〜異世界〜


不思議な子たちがいる。彼等彼女等は徒党を組んでいるわけではないが、それぞれに他のクラスメートとは明らかに違うオーラを発しながら、教室の中にいる。

一昔前なら「お客さん」とあだ名されたのかもしれない。つまり、彼等彼女等は、クラスの何にも参加せず、ただ存在しているだけなのだ。邪魔もしない、いじめられもしない、反抗もしない、暗くもない、勉強は何もしない。

1年の2学期後半で、もう脱落傾向。そもそもアルファベットが満足に書けないのだ。漢字も山・川あたりまで。作文は書くのだが「ああ、漢字1個もな〜い」とニコニコして提出する。ようするに低学力なのだが、障害があるわけではない。

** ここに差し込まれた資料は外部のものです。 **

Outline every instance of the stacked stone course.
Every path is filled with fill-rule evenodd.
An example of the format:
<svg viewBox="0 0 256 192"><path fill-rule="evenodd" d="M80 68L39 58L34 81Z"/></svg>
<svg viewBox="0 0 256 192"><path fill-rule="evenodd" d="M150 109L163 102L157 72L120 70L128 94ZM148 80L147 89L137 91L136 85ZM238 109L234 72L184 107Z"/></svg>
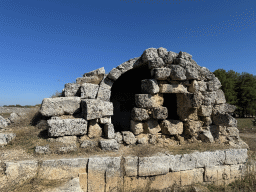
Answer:
<svg viewBox="0 0 256 192"><path fill-rule="evenodd" d="M111 88L124 73L141 66L148 67L152 78L142 79L141 93L134 96L130 131L115 132ZM185 140L247 147L239 137L236 119L230 115L235 106L226 103L220 87L218 78L200 67L192 55L149 48L141 57L122 63L108 74L102 67L85 73L76 83L66 84L63 97L45 98L40 112L51 117L50 137L104 137L115 149L121 143L154 144L161 137L180 144ZM177 109L164 106L164 98L170 94L176 95ZM168 117L170 110L176 110L179 118ZM67 115L75 119L64 118Z"/></svg>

授業はその子たちに合わせるわけにはいかないから、普通に進行。担任の先生は副教材のワークブックなどで面倒を見ている。しかし理解するための努力がそもそも面倒のようで、ワークブックをペラペラとめくっては、「わーこんなにもたくさん、終わらんじゃん」 とあっけらかん。

せめて提出物だけでも出すことを覚えてほしいから、「答えを正しく写して『答えを写しました』と書いて出しなさい」と言っても、それすらできない。未提出者を書き出して教室に貼り出しても恥じ入る様子はなく、脅しもすかしも効き目はない。クラスメートが先生の難儀を見かねて「出せよ」と励ましてくれても「半分なら…」とはなからやる気がない。まるで異世界の住人だ。

その異世界の住人の1人がある日、珍しく大張り切りで登校してきた。「オレさー昨日ノート買ってきたんだ! 先生、ノート持ってきましたッ」。今までノートすら持ってなかったのかと教室中がシーンと静まってしまった。

一昔前まで、こうした『お客さん』は、クラスに1人いるかいないかだったのだが、今では各クラスに数人いる。彼等彼女等は恐らく何に対しても向き合っていない。